The "report a bug" message was originally pointed at hardware vendors
rather than kernel. Something is wrong with the SSD, the PCIe slot, or
both if the power features cause the endpoint to drop off the bus. The
only recourse we have in the nvme driver is a quirk to disable APST for
the device. The driver doesn't control the PCIe ASPM settings though, so
that would have to be a different quirk if it's really necessary. Do you
need all three of those parameters, or is disabling the nvme driver's
apst sufficient on its own? These parameters do have a negative impact
on your machine's power consumption, so you'd usually want to hone in if
it's just the deepest power state or if every power saving feature
really needs to be disabled.

^ permalink raw reply	[flat|nested] 7+ messages in thread

* Re: "controller is down; will reset" on SK Hynix NVMe drive in Lenovo IdeaPad Pro 5
  2025-11-18 20:49 ` Keith Busch
@ 2025-11-20 13:52   ` Thomas ten Cate
  2025-11-20 21:04     ` Keith Busch
  0 siblings, 1 reply; 7+ messages in thread
From: Thomas ten Cate @ 2025-11-20 13:52 UTC (permalink / raw)
  To: Keith Busch
  Cc: Jens Axboe, Christoph Hellwig, Sagi Grimberg, linux-nvme,
	linux-kernel

On Tue, Nov 18, 2025 at 9:49 PM Keith Busch <kbusch@kernel.org> wrote:
>
> The "report a bug" message was originally pointed at hardware vendors
> rather than kernel. Something is wrong with the SSD, the PCIe slot, or
> both if the power features cause the endpoint to drop off the bus. The
> only recourse we have in the nvme driver is a quirk to disable APST for
> the device. The driver doesn't control the PCIe ASPM settings though, so
> that would have to be a different quirk if it's really necessary. Do you
> need all three of those parameters, or is disabling the nvme driver's
> apst sufficient on its own? These parameters do have a negative impact
> on your machine's power consumption, so you'd usually want to hone in if
> it's just the deepest power state or if every power saving feature
> really needs to be disabled.

Thanks for your reply!

Just `nvme_core.default_ps_max_latency_us=0` appears to be sufficient,
so presumably it's the drive, not the bus. I wouldn't even know where
to begin reporting a bug to the manufacturer.

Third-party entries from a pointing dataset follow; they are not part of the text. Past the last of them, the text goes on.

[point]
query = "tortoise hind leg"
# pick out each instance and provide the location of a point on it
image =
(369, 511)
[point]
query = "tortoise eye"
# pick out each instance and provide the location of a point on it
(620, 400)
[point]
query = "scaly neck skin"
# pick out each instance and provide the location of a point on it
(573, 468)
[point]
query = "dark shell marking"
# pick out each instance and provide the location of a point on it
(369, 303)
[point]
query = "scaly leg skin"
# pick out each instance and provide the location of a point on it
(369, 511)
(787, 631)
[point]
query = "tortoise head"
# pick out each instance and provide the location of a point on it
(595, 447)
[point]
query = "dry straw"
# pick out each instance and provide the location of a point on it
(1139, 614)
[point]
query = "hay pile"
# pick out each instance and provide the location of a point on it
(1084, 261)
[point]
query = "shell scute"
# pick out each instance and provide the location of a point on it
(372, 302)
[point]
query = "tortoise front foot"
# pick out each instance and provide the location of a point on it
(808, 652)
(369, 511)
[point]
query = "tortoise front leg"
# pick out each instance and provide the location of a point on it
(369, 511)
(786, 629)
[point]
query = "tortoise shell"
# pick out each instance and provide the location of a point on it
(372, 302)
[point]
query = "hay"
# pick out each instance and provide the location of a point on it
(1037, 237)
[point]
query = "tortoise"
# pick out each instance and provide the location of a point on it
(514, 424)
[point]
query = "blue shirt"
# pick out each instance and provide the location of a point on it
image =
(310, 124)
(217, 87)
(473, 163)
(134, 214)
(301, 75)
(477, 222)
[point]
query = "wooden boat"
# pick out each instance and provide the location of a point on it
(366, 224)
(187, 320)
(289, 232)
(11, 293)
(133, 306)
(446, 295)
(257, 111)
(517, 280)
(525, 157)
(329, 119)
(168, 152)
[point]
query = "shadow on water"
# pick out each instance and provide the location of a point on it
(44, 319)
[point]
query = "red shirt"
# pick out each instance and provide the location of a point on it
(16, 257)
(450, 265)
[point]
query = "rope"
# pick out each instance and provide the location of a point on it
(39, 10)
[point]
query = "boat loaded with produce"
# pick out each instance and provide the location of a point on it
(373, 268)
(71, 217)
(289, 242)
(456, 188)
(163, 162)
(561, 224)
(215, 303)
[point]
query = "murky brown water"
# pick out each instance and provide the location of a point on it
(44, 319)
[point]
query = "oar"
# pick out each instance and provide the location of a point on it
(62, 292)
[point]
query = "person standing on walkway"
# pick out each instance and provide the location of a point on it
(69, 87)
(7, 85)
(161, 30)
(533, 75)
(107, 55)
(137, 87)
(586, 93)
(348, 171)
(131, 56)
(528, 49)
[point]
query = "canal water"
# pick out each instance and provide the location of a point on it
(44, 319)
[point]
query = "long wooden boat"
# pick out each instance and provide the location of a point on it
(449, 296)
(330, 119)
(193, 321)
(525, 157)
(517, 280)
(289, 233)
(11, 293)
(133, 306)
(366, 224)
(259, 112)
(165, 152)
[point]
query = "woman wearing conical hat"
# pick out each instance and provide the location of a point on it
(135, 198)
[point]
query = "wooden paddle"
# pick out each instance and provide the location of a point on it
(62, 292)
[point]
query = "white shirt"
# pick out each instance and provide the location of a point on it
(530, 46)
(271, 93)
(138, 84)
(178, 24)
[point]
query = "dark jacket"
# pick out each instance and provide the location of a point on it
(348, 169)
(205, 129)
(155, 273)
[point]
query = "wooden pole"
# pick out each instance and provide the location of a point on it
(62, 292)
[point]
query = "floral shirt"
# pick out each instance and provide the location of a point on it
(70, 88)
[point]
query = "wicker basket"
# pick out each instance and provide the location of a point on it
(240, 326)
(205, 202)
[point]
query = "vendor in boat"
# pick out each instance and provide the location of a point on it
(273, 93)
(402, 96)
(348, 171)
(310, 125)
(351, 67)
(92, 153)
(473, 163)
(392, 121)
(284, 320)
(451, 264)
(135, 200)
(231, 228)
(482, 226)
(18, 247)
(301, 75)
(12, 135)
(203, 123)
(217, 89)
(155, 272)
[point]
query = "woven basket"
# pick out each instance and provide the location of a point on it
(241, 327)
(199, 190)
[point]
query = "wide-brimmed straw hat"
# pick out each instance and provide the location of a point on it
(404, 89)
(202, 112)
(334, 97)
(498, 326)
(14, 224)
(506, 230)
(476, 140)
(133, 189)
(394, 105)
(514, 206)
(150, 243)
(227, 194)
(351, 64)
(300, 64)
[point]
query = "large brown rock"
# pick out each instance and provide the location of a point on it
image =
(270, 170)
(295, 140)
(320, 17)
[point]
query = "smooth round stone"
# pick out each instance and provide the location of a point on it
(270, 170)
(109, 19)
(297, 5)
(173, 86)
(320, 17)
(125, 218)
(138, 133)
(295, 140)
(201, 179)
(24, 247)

Still, it's odd that the problem manifested differently, and much less
severely, on an older kernel. ¯\_(ツ)_/¯

I've linked to this thread on the Arch wiki [1] to let others chime
in, in case a single report is not enough evidence to add a quirk to
the driver.

[1] https://wiki.archlinux.org/title/Solid_state_drive/NVMe#Controller_failure_due_to_broken_APST_support

^ permalink raw reply	[flat|nested] 7+ messages in thread

* Re: "controller is down; will reset" on SK Hynix NVMe drive in Lenovo IdeaPad Pro 5
  2025-11-20 13:52   ` Thomas ten Cate
@ 2025-11-20 21:04     ` Keith Busch
  2025-11-21 13:06       ` Thomas ten Cate
  0 siblings, 1 reply; 7+ messages in thread
From: Keith Busch @ 2025-11-20 21:04 UTC (permalink / raw)
  To: Thomas ten Cate
  Cc: Jens Axboe, Christoph Hellwig, Sagi Grimberg, linux-nvme,
	linux-kernel

On Thu, Nov 20, 2025 at 02:52:22PM +0100, Thomas ten Cate wrote:
> On Tue, Nov 18, 2025 at 9:49 PM Keith Busch <kbusch@kernel.org> wrote:
> >
> > The "report a bug" message was originally pointed at hardware vendors
> > rather than kernel. Something is wrong with the SSD, the PCIe slot, or
> > both if the power features cause the endpoint to drop off the bus. The
> > only recourse we have in the nvme driver is a quirk to disable APST for
> > the device. The driver doesn't control the PCIe ASPM settings though, so
> > that would have to be a different quirk if it's really necessary. Do you
> > need all three of those parameters, or is disabling the nvme driver's
> > apst sufficient on its own? These parameters do have a negative impact
> > on your machine's power consumption, so you'd usually want to hone in if
> > it's just the deepest power state or if every power saving feature
> > really needs to be disabled.
> 
> Thanks for your reply!
> 
> Just `nvme_core.default_ps_max_latency_us=0` appears to be sufficient,
> so presumably it's the drive, not the bus. I wouldn't even know where
> to begin reporting a bug to the manufacturer.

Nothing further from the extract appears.